Fermionic Superradiance in a Transversely Pumped Optical Cavity

TL;DR

This paper explores how ultra cold spinless fermions in a transversely pumped optical cavity exhibit a zero-temperature superradiant phase transition, revealing unique effects due to Pauli blocking and lattice commensuration.

Contribution

It provides the first theoretical analysis of fermionic superradiance in a cavity, highlighting differences from bosonic systems and predicting novel phase transition behaviors.

Findings

Identifies a zero-temperature superradiant phase transition for fermions.

Discovers lattice commensuration effects due to Pauli blocking.

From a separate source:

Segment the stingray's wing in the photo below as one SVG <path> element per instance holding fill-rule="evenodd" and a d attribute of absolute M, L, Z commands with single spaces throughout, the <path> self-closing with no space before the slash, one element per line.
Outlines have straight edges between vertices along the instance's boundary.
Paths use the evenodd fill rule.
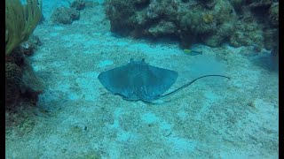
<path fill-rule="evenodd" d="M 111 93 L 122 95 L 124 99 L 138 100 L 134 94 L 132 80 L 129 77 L 129 64 L 103 72 L 98 78 Z"/>
<path fill-rule="evenodd" d="M 153 101 L 158 99 L 161 95 L 165 93 L 176 82 L 178 73 L 174 71 L 162 69 L 148 65 L 146 73 L 142 74 L 144 87 L 138 96 L 143 101 Z"/>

Predicts discontinuous transitions and tricritical points in the phase diagram.

Abstract

Following the experimental realization of Dicke superradiance in Bose gases coupled to cavity light fields, we investigate the behavior of ultra cold fermions in a transversely pumped cavity. We focus on the equilibrium phase diagram of spinless fermions coupled to a single cavity mode and establish a zero temperature transition to a superradiant state. In contrast to the bosonic case, Pauli blocking leads to lattice commensuration effects that influence self-organization in the cavity light field. This includes a sequence of discontinuous transitions with increasing atomic density and tricritical superradiance. We discuss the implications for experiment.